Les Européens redoutent que la chute de Mossoul, dernier grand fief du groupe Daech (EI) en Irak, n’accélère le retour de terroristes aguerris sur le continent, déjà sur le qui-vive face aux menaces d’attentats.
« La reprise du fief de l’EI dans le nord de l’Irak, Mossoul, peut conduire à ce que des combattants du groupe EI prêts à en découdre reviennent en Europe », a déclaré le commissaire européen pour la sécurité Julian King au quotidien allemand Die Welt mardi.
« Même un petit nombre (de terroristes) représente une menace sérieuse, à laquelle nous devons nous préparer » en « augmentant notre capacité de résistance face à la menace terroriste », a estimé le commissaire britannique.
Les forces irakiennes viennent de lancer leur vaste offensive pour reconquérir la deuxième ville d’Irak. La bataille fait craindre la démobilisation des terroristes, dont ceux d’origine étrangère.
Selon King, l’EI compte en Irak et Syrie quelque 2.500 combattants européens. Parmi eux, plusieurs centaines de Français, Britanniques et Allemands notamment.
« Les services de sécurité doivent en principe éteindre l’incendie et faire disparaître le danger que ces personnes représentent » en cas de retour, « mais c’est très difficile », a toutefois reconnu récemment le patron du renseignement intérieur allemand, Hans-Georg Maassen.
Selon les médias allemands, il faut dans le pays 10 policiers pour surveiller 24 heures sur 24 un terroriste de retour sur cette zone, alors que la police est déjà débordée pour surveiller les personnes potentiellement dangereuses qui n’ont jamais quitté le pays.
En France, selon des sources sécuritaire, environ 400 Français sont encore sur place, dont 150 combattants, le reste étant composé de membres de leurs familles. Le ministre des Affaires étrangères, Jean-Marc Ayrault, a évoqué en particulier mardi le danger « des mineurs qui reviendraient radicalisés ».
– Bloquer les terroristes à Raqa –
En cas de défaite militaire de l’EI à Mossoul, « certains tenteront de se relocaliser,
d’autres essaieront peut-être de rentrer en France. C’est une problématique majeure de sécurité », fait valoir une source sécuritaire française, tout en appelant à « relativiser » la menace « par rapport aux Tchétchènes par exemple ».
Car, au moins autant qu’en Europe, le retour de terroristes d’Irak ou de Syrie représente aussi une menace très importante pour des pays comme la Russie ou ceux du Maghreb, Libye comprise.
Plusieurs milliers de Tunisiens ont ainsi rejoint les rangs de groupes terroristes comme l’EI, fournissant le plus important contingent de « combattants » étrangers.
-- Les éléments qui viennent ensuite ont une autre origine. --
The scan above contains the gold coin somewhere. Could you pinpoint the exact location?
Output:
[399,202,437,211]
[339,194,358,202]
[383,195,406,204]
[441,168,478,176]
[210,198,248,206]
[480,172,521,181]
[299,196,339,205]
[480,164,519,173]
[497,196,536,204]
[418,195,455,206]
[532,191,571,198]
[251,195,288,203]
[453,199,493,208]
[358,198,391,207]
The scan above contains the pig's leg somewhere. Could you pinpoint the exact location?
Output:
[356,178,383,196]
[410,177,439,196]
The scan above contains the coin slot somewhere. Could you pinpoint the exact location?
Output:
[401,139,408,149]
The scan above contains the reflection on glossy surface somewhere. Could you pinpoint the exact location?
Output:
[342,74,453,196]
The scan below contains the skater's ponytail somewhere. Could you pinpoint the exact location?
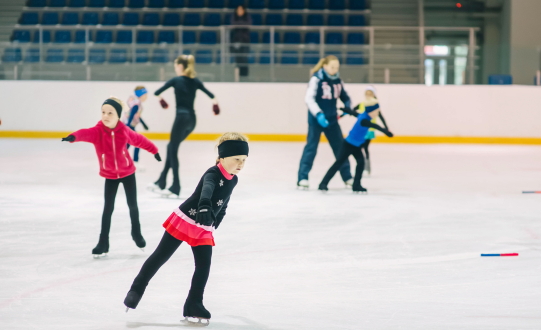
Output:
[175,55,197,79]
[216,132,248,165]
[310,55,338,76]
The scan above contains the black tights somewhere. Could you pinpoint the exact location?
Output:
[130,231,212,302]
[101,173,141,238]
[321,140,364,188]
[156,109,196,195]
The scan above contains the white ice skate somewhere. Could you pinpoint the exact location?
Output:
[180,316,210,327]
[297,179,310,190]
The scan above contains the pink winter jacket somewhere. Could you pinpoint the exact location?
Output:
[71,121,158,179]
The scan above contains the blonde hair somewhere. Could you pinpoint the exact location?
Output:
[175,55,197,78]
[310,55,338,75]
[216,132,248,165]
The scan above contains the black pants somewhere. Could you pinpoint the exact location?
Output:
[156,109,196,195]
[130,231,212,302]
[321,140,364,187]
[101,173,141,237]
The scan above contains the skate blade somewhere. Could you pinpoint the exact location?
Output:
[180,316,210,328]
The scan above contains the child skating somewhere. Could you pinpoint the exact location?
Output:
[124,133,248,325]
[62,97,161,258]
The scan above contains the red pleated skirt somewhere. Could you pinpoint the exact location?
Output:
[163,208,215,246]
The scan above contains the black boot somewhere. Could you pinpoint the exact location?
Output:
[92,234,109,258]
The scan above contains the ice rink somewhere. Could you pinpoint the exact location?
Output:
[0,139,541,330]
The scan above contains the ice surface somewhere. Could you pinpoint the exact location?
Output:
[0,139,541,330]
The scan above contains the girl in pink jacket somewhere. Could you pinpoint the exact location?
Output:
[62,97,161,258]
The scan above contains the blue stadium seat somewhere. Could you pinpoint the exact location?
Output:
[304,32,321,44]
[49,0,66,7]
[109,49,128,63]
[167,0,184,8]
[184,14,201,26]
[329,0,346,10]
[347,32,364,45]
[148,0,165,8]
[348,15,366,26]
[68,0,86,6]
[263,32,280,44]
[11,30,30,42]
[208,0,225,8]
[308,0,324,10]
[137,31,154,44]
[203,14,222,26]
[259,50,278,64]
[88,0,105,8]
[306,14,325,26]
[325,32,344,45]
[248,0,265,9]
[95,30,113,44]
[150,48,169,63]
[286,14,303,26]
[284,32,301,44]
[135,49,148,63]
[122,13,139,26]
[66,49,85,63]
[158,31,175,44]
[188,0,205,8]
[251,14,263,25]
[228,0,244,9]
[195,49,212,64]
[75,30,92,43]
[163,14,180,26]
[2,48,23,62]
[24,48,39,63]
[109,0,126,8]
[41,13,58,25]
[143,13,160,26]
[81,13,98,25]
[54,30,71,43]
[45,48,64,63]
[116,30,133,44]
[27,0,47,7]
[62,12,79,25]
[265,14,282,25]
[327,15,344,26]
[128,0,145,8]
[182,31,195,44]
[34,31,51,43]
[250,31,259,44]
[88,48,105,64]
[101,13,120,25]
[349,0,366,10]
[346,52,363,65]
[280,50,299,64]
[199,31,218,45]
[269,0,286,9]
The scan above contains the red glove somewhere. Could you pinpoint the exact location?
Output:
[160,99,169,109]
[212,104,220,116]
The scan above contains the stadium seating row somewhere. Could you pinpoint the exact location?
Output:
[12,30,364,45]
[2,48,363,65]
[27,0,366,10]
[19,12,366,26]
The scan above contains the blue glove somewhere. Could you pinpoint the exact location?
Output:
[316,112,329,128]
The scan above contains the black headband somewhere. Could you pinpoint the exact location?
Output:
[101,99,122,118]
[218,140,249,158]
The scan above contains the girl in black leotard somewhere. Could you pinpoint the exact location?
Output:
[149,55,220,197]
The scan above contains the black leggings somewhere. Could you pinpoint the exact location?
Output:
[156,109,196,195]
[130,231,212,302]
[321,140,364,187]
[101,173,141,237]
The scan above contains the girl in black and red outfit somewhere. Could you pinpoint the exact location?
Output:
[124,133,248,323]
[62,97,161,258]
Un nombre également important de ressortissants des républiques caucasiennes russes et des pays d’Asie centrale en fait aussi partie.
Selon une autre source sécuritaire française, les efforts de l’armée irakienne et de la coalition internationale vont d’abord viser à « intercepter le maximum » de terroristes « à la sortie de Mossoul » et ensuite de « les bloquer dans Raqa », la « capitale » du groupe EI en Syrie.
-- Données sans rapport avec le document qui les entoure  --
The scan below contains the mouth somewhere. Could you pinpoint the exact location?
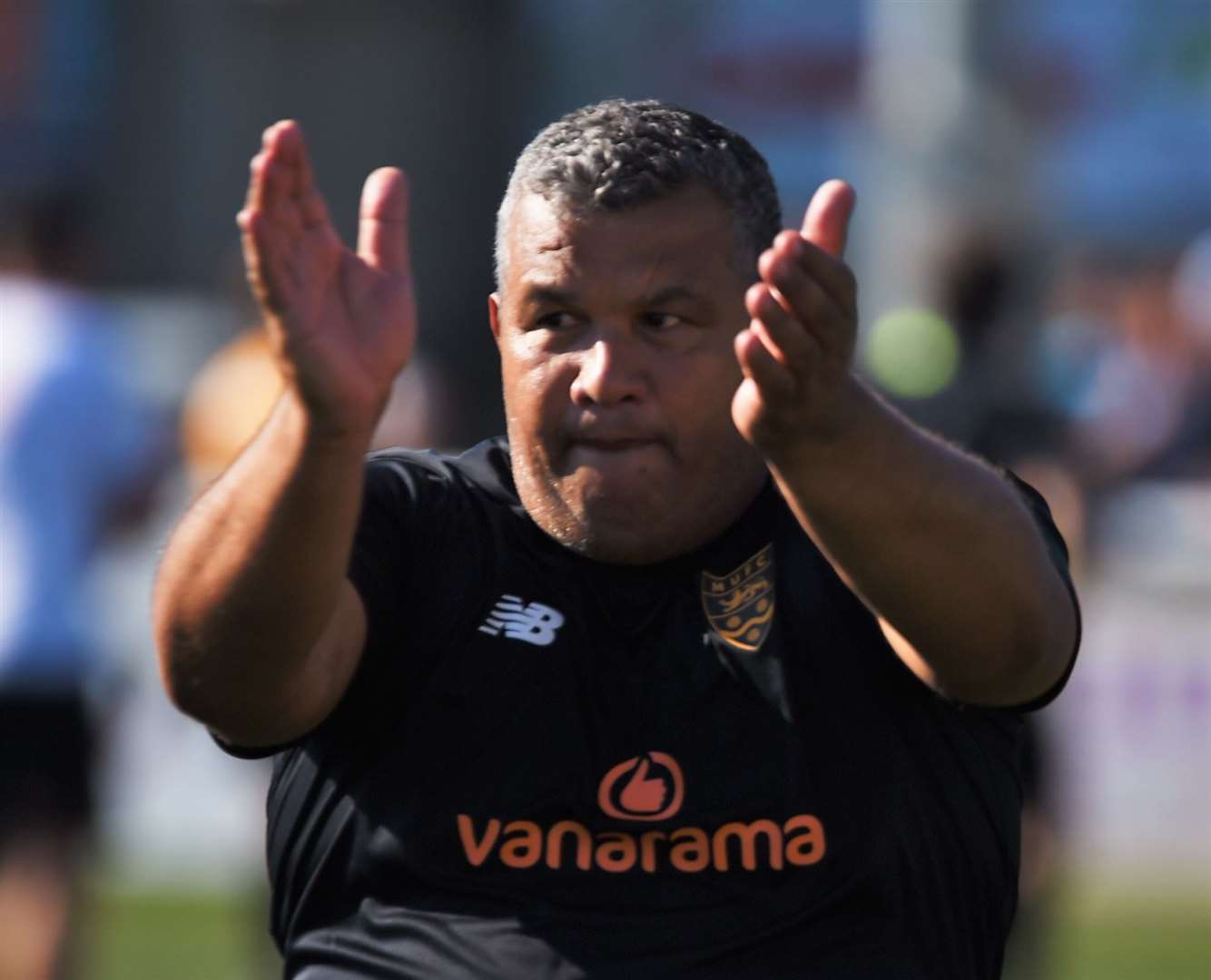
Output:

Le sujet inquiète d’autant plus en Europe que les attentats sanglants de Paris en novembre 2015 (130 morts) et de Bruxelles en mars (32 morts) ont été commis ou planifiés en partie par des hommes revenus de Syrie, comme Abdelhamid Abaaoud.
« Je pense que l’EI entre dans une nouvelle phase » du fait des pertes territoriales que l’organisation subit en Syrie et en Irak et qui mettent à mal son projet de Califat dans la région, juge Chris Phillips, directeur de l’agence Ippso, spécialisée dans le conseil en matière d’anti-terrorisme.
« Nous allons assister à une augmentation du nombre d’attaques terroristes en Afrique du Nord et en Occident », indique-t-il à l’AFP, estimant que le phénomène est « amplifié par la crise des réfugiés » qui a permis à certains terroristes de venir en Europe incognito parmi les migrants.
« Si l’EI bat en retraite et n’est plus en mesure de projeter la même vision de victoire
et de pouvoir que par le passé, le nombre de combattants démobilisés cherchant à fuir le +Califat+ ne va aller que croissant », lui fait écho Raffaello Pantucci, analyste au Royal United Services Institute, dans le quotidien Daily Telegraph mardi.